Le groupe ne change donc pas de fusil d’épaule et continue, avec verve, de mener la lutte – combat des mots – débutée en 2014 avec
La France a peur. Pourtant à la vue du bel artwork épuré avec ses touches de blanc immaculé, du titre de ce dernier long format ainsi qu’à l’espoir caressé sur « Je n’ai nul pays » (ouvrant les hostilités), les musiciens laissaient entrevoir une victoire à porter de main et une certaine quiétude. Cette impression ne durera qu’un petit temps, s’estompant bien vite au fil de l’écoute. Adieu bout du tunnel et bonjour mine de charbon crasseuse et obscure ! Si le précédent album suintait l’amertume tout en regorgeant de titres fédérateurs, Sordide vous surprend en délivrant des sonorités et des textes beaucoup plus funestes – à l’image de la société dans laquelle ses membres évoluent. Une sorte de papier carbone imprimant toutes les horreurs actuelles et nos travers. La vague de violence vous arrive en pleine face dès les premières minutes de « Ruines futures » avec ce refrain/leitmotiv repris à plein poumon par plusieurs voix. Le rythme soutenu et les quelques riffs dissonants viennent définitivement clouer votre optimisme au pilori.

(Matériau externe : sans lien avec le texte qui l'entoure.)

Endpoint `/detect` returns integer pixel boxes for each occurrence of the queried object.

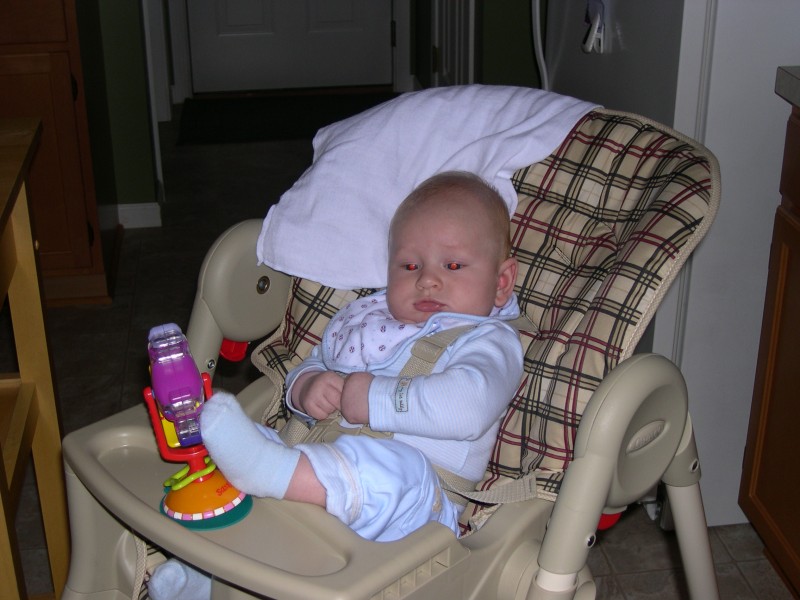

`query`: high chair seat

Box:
[64,105,719,600]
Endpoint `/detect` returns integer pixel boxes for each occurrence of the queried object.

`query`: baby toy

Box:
[144,323,253,529]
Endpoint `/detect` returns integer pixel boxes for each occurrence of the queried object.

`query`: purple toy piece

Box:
[147,323,205,447]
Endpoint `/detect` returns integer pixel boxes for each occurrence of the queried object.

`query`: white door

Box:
[187,0,392,93]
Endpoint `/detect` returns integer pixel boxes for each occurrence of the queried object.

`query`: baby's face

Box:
[387,192,508,323]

Les idées blanches dégouline de bile, vous saisit par des ses sonorités plus black metal. Quelque soit le tempo, la formation crache sa haine, ses désillusions. Elle ne vous laisse aucun répit comme sur « Ne savoir que rester » avec des lignes de guitares répétées à l’envie, jusqu’à épuisement. Cet abattement se fait plus présent et plus sinistre au gré des compositions. Ayant depuis longtemps baissé les armes, vous suivez, résigné, votre convoi funéraire guidé par les notes de basse sentencieuses.
« Continuer
À hurler,
À sombrer,
À foncer
Vers jamais. »
Une histoire de décadence, de chute qui ne finit jamais : son aigreur, Sordide paraît de plus en plus l’accepter, fait à la défaite. Pour autant, aucun apitoiement, aucune mélancolie dans ces lignes étrangement dynamiques, presque dansantes à bien des endroits – ce groove qui guide « L’atrabilaire » et « Le silence ou la vie » –, plutôt une dignité qui se trouve dans un monde d’échecs, la noblesse se terrant dans les titres que l’on s’invente. « Ne savoir que rester » devient alors ici une cinglante et limpide confession (en sus d’être l’un des meilleurs morceaux d’une formation en ayant plusieurs dans sa besace), de celles qui marquent le crâne à coups de boots. Une impression qui habite cet album hanté, ces trente-neuf minutes ayant une clarté dans leur propos – musique et discours entremêlés – laissant penser que l’expérience Void Paradigm a porté ses fruits,
Les idées blanches pouvant se voir comme le pendant féroce, tueur – c’est qu’aimer se faire autant du mauvais sang demande à s’alimenter chez celui des porcs –, de
Ultime pulsation | Demain brûle. L’un cauchemarde de songes abjects dans son plumard ; l’autre équarrit ses contemporains bien trop cons le long de son trimard. On pourra certes trouver dans ce disque tranchant quelques parties émoussées (le morceau nommant l’album, légèrement en deçà après l’éclatant « Ne savoir que rester ») ; les tripes n’en sont pas moins exposées, les Rouennais vidant aussi bien leur sac que celui de leurs ennemis dans une acrimonie qui s’essaye à l’anatomie, la charogne de notre société sur la table.
« Contempler le silence
De nos mains fatiguées
Brûlantes
Des feux mourants
Des aubes mutilées
Toujours crier l’absence
De nos voix asséchées
Grinçantes
Et lentement
Les voir se déchirer
Les aphorismes éructés
Toujours affirment
L’aveu infirme : ne savoir que rester »
À la manière du Meatball de Crumb,
Les idées blanches vous frappe, souhaite éveiller les consciences bien trop longtemps endormies. Il raisonne même après l’écoute, vous prenant à chantonner certains airs ou scander des paroles marquantes. Le groupe continue d’entretenir son feu sans faiblir et signe une entrée remarquée chez Les Acteurs de L’Ombre avec ce dernier long format hautement qualitatif.